I first read about this (in this case) in an article about German media reactions to the hurricane: the more conservative reporters and pundits just treated it as a natural disaster and the more liberal ones intimated that Bush was reaping what he had sown and that recent natural disasters were caused by US business practices. I hate to defend Bush or US businesses and I’m certainly not one of those ‘global warming is an invention of the jew-run liberal media’ types, but I do try to avoid being bullshitted even by those who oppose the same people as I do, and it’s a mistake to think of climatology in linear causal terms. A hurricane hitting an inconveniently located and well-liked city like New Orleans is not really a time to launch into anti-Bush polemics. The appropriate time for that is whenever he says anything. Get it right.

Now, what I haven’t yet seen but expect to see at any point (and what very well may have shown up by the time this article is posted) is commentary from some far-right, well-known, and generally considered loony but respected by enough of the population to be considered influential Christian nutjob, blaming the hurricane on the iniquity for which New Orleans is famous. Those of you with memories extending back to slightly less than four years ago or further will remember Jerry Falwell taking the opportunity to blame the terrorist attacks in New York on abortionists, the ACLU, and others for ‘mocking God’ (‘God will not be mocked.’ Indeed), and his pal, the equally famous Pat Robertson agreed right down the line. I haven’t heard this yet, but it’s gotta be coming considering New Orleans’s reputation for being a fun place to visit and the persisting belief in Old Testament-style divine retribution in such people as the aforementioned good reverends.
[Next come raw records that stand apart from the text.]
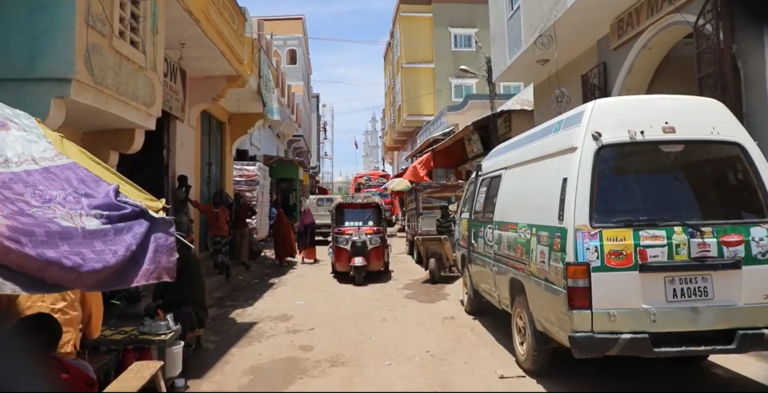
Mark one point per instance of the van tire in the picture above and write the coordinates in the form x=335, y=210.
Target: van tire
x=470, y=297
x=532, y=348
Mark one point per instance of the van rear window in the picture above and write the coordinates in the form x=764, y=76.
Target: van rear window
x=686, y=181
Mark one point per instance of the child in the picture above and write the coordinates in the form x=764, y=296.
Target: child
x=40, y=333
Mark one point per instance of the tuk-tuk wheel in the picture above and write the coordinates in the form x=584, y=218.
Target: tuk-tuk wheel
x=434, y=271
x=359, y=276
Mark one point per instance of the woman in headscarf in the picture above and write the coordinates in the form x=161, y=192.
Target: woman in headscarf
x=307, y=236
x=217, y=216
x=285, y=242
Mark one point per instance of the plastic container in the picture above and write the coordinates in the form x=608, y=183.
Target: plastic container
x=174, y=354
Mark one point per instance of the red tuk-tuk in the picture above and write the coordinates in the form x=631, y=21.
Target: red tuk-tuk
x=359, y=245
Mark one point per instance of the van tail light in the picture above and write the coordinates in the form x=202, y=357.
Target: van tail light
x=578, y=288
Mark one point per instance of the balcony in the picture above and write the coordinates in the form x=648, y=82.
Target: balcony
x=224, y=23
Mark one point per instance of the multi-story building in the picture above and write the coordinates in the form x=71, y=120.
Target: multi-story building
x=152, y=88
x=290, y=52
x=429, y=41
x=575, y=51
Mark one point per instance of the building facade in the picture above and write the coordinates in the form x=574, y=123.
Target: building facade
x=154, y=89
x=291, y=52
x=626, y=47
x=429, y=42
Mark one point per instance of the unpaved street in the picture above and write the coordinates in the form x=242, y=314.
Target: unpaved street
x=298, y=329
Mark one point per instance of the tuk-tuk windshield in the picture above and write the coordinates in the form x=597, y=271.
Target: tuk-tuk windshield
x=377, y=193
x=355, y=216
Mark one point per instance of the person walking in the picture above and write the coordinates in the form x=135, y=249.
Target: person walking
x=242, y=211
x=306, y=237
x=217, y=216
x=285, y=241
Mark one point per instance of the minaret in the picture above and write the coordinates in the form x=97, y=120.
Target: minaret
x=373, y=141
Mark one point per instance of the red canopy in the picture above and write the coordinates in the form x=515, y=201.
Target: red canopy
x=417, y=172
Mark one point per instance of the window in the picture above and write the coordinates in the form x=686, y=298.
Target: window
x=129, y=23
x=511, y=88
x=702, y=182
x=291, y=57
x=512, y=6
x=462, y=41
x=461, y=88
x=396, y=42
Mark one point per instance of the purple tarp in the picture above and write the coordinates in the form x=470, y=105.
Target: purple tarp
x=63, y=227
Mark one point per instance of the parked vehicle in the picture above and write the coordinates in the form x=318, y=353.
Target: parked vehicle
x=360, y=244
x=320, y=206
x=422, y=208
x=389, y=203
x=629, y=226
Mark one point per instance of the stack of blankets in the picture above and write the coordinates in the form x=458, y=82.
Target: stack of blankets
x=252, y=181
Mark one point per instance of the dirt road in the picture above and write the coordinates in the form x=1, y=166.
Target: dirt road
x=298, y=329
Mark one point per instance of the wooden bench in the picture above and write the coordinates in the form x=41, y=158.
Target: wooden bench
x=138, y=375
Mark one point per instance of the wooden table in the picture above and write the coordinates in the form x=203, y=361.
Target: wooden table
x=119, y=338
x=103, y=364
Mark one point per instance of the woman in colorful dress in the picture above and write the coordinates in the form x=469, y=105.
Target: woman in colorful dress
x=307, y=236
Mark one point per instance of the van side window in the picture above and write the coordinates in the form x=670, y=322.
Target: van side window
x=490, y=199
x=482, y=192
x=469, y=198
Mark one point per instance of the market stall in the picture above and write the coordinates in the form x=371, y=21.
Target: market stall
x=252, y=181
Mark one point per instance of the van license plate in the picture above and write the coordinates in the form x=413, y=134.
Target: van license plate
x=689, y=288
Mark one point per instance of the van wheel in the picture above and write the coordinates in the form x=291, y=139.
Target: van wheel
x=434, y=271
x=470, y=298
x=532, y=348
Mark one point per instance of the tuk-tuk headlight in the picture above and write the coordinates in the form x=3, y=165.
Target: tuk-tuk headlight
x=342, y=241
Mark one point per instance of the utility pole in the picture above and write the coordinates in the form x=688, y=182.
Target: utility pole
x=491, y=94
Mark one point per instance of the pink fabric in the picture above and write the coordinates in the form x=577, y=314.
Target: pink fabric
x=307, y=217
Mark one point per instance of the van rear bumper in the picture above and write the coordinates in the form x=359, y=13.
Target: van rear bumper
x=595, y=345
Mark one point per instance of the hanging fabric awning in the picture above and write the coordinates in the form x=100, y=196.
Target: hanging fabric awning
x=68, y=221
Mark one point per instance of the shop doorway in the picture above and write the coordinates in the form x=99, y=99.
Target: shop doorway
x=211, y=165
x=149, y=167
x=684, y=53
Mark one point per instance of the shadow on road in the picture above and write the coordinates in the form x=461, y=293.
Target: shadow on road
x=244, y=289
x=370, y=278
x=620, y=374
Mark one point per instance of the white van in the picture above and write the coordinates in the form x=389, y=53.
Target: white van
x=629, y=226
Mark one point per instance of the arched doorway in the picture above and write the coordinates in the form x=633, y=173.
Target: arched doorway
x=664, y=60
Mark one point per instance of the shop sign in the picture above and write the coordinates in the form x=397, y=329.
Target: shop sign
x=639, y=17
x=174, y=88
x=268, y=92
x=472, y=144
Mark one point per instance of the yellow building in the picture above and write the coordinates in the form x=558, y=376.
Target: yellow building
x=429, y=40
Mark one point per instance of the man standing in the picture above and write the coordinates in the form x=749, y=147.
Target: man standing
x=181, y=207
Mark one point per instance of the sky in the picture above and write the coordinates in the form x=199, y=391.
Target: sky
x=359, y=67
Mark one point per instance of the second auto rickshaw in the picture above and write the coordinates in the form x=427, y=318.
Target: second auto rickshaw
x=359, y=245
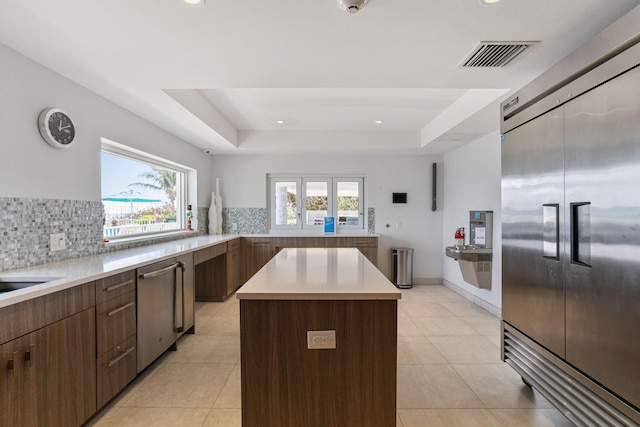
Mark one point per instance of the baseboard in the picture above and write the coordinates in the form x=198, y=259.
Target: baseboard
x=427, y=281
x=496, y=311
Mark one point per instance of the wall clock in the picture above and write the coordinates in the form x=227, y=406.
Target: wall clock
x=56, y=128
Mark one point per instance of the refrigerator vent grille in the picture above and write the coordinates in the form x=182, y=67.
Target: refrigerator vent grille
x=495, y=54
x=577, y=402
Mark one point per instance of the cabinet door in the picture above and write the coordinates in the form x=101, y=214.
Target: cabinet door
x=532, y=208
x=64, y=369
x=233, y=271
x=17, y=389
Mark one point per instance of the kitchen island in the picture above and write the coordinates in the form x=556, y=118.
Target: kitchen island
x=350, y=377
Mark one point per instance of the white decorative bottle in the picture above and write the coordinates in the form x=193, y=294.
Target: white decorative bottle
x=213, y=216
x=218, y=207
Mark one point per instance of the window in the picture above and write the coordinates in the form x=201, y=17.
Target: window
x=141, y=194
x=303, y=202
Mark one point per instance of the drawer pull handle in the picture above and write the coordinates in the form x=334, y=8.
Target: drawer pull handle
x=29, y=356
x=119, y=309
x=11, y=363
x=119, y=285
x=119, y=358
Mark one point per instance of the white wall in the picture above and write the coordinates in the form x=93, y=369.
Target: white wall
x=243, y=184
x=472, y=182
x=31, y=168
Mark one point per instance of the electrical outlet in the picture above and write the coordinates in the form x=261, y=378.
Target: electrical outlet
x=57, y=242
x=318, y=340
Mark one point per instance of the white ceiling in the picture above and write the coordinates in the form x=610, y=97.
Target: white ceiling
x=221, y=74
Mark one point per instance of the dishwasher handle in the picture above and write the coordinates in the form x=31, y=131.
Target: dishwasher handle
x=162, y=271
x=179, y=306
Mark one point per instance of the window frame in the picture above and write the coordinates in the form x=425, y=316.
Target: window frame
x=182, y=186
x=361, y=216
x=332, y=205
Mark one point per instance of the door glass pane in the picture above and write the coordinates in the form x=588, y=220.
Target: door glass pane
x=316, y=203
x=285, y=200
x=348, y=196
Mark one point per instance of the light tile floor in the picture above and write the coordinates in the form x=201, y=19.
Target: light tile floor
x=449, y=372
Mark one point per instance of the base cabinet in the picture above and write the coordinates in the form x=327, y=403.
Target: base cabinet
x=115, y=335
x=116, y=369
x=49, y=375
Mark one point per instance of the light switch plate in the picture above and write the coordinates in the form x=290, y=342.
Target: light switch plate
x=320, y=340
x=57, y=242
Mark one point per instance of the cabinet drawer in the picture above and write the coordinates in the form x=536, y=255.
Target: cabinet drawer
x=116, y=321
x=211, y=252
x=116, y=369
x=116, y=285
x=68, y=302
x=233, y=244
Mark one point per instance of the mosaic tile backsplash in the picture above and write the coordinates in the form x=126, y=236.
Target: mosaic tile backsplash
x=247, y=220
x=25, y=226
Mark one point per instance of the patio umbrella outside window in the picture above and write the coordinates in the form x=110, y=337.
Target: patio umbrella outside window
x=132, y=197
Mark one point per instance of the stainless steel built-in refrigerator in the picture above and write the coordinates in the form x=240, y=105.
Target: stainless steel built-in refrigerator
x=571, y=241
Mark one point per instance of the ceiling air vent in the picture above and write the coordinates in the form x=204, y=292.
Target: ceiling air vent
x=496, y=54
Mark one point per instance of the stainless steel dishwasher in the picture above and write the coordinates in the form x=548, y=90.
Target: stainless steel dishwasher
x=165, y=307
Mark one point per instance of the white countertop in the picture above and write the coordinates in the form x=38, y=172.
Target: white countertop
x=77, y=271
x=319, y=274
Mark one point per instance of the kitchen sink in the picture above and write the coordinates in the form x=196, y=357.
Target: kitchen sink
x=13, y=284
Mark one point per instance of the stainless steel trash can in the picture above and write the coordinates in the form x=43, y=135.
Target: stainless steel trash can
x=402, y=267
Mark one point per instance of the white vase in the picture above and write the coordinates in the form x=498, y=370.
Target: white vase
x=213, y=216
x=218, y=207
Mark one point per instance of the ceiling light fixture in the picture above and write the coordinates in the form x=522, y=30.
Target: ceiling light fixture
x=352, y=6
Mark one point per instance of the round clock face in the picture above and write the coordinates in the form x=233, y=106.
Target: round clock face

So, why is all this stupidity? Isn't this actually really smart, since it makes one’s enemy, man or behavior or whatever it may be, seem like even more of a monster, thereby causing those who already disliked it to hate it even more and work even harder to destroy it? Well, kinda, but most of the choir being preached to will just smile complacently at the confirmation of being right and then go about their regular business. Beyond that, to anybody but those who only need to hear these arguments as near-constant reaffirmations of their beliefs without the effort of research or posing questions with any seriousness. Besides which, it’s just out-and-out lying that these people believe as they say it, which is just fuckin’ stupid.

One final place the blame has been cast lately (mostly by those on the internet) is on the people who chose to live in New Orleans, a city sitting below sea level, between the ocean and the Mississippi, with nothing but blind luck to protect it from the elements. One of those ‘they deserve what they get for living in such a stupid place’ deals, which is along the lines of a ‘she was asking for it’ argument with a bit more weight to it. Not much more, though. This kind of attitude is fairly common among people who live absolutely safe lives in absolutely safe parts of the country: Why continue living in a place prone to flooding/tornados/earthquakes/etc? Anybody choosing to do so, they say, deserves what’s coming to him when it comes. There’s some truth to this argument, in that somebody who understands the danger of living in such a place and continues to do so anyway takes responsibility for his own actions, but that doesn’t make his becoming a victim his fault. He’s responsible for living there, but not for being douched by a hurricane. Hopefully this distinction is clear.

That’s it for today. I won’t be able to post for the next two weeks or so, so either there will be a guest columnist or the Mondays of my potentially non-existent readership will be slightly more hollow. Either way, enjoy the next few weeks, and stay safe.